Cell-type specific effects of Hfe on protein expression in the spleen. Spleen homogenates were prepared to quantify the expression of iron and immune relevant proteins by enzyme-linked immunosorbent assay. Protein levels of Fpn1 (A), H-Ft (B), Tfr1 (C), Lcn2 (D), IFN-g (E) and Nos2 (F), normalized for total protein content, are depicted as means ± standard deviations. Statistically significant differences as calculated by unpaired, two-sided student t-test are indicated. n=10 for Hfe^+/+, n=12 for Hfe^-/-, n=20 for AlfpCre^– Hfe^fl/fl, n=14 for AlfpCre⁺ Hfe^fl/fl, n=15 for LysMCre^– Hfe^fl/fl, n=15 for LysMCre⁺ Hfe^fl/fl.

Figure 6.

Elevated iron levels correlate with reduced IFN-g production and increased bacterial numbers in the serum.

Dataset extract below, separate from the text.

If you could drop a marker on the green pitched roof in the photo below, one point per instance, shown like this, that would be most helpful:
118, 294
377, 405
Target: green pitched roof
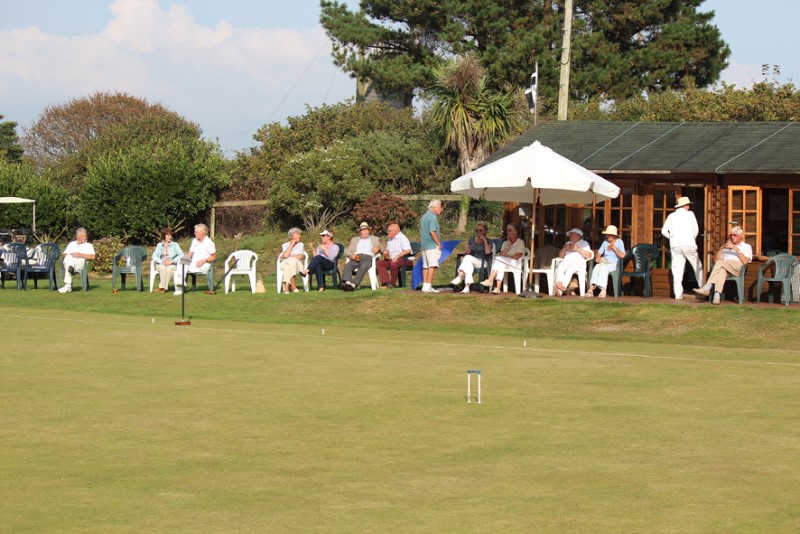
677, 147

Serum complement factor C3 (A), IL-6 (B) and IFN-γ (C) concentrations were analyzed in AlfpCre⁺ Hfe^fl/fl mice infected for 72 hours with Salmonella. n=19-20 for AlfpCre^– Hfe^fl/fl, n=8-14 for AlfpCre⁺ Hfe^fl/fl. sIndependently, wild-type (WT) mice were fed an iron-adequate (IA) or iron-enriched diet (IO) 3 weeks prior to and during S. enterica Typhimurium (S. Tm.) infection. Serum bacterial load (D), IL-6 (E) and IFN-g (F) concentrations were determined. Statistically significant differences as calculated by Mann-Whitney test are indicated. n= 8-9 for IA, n=8 for IO.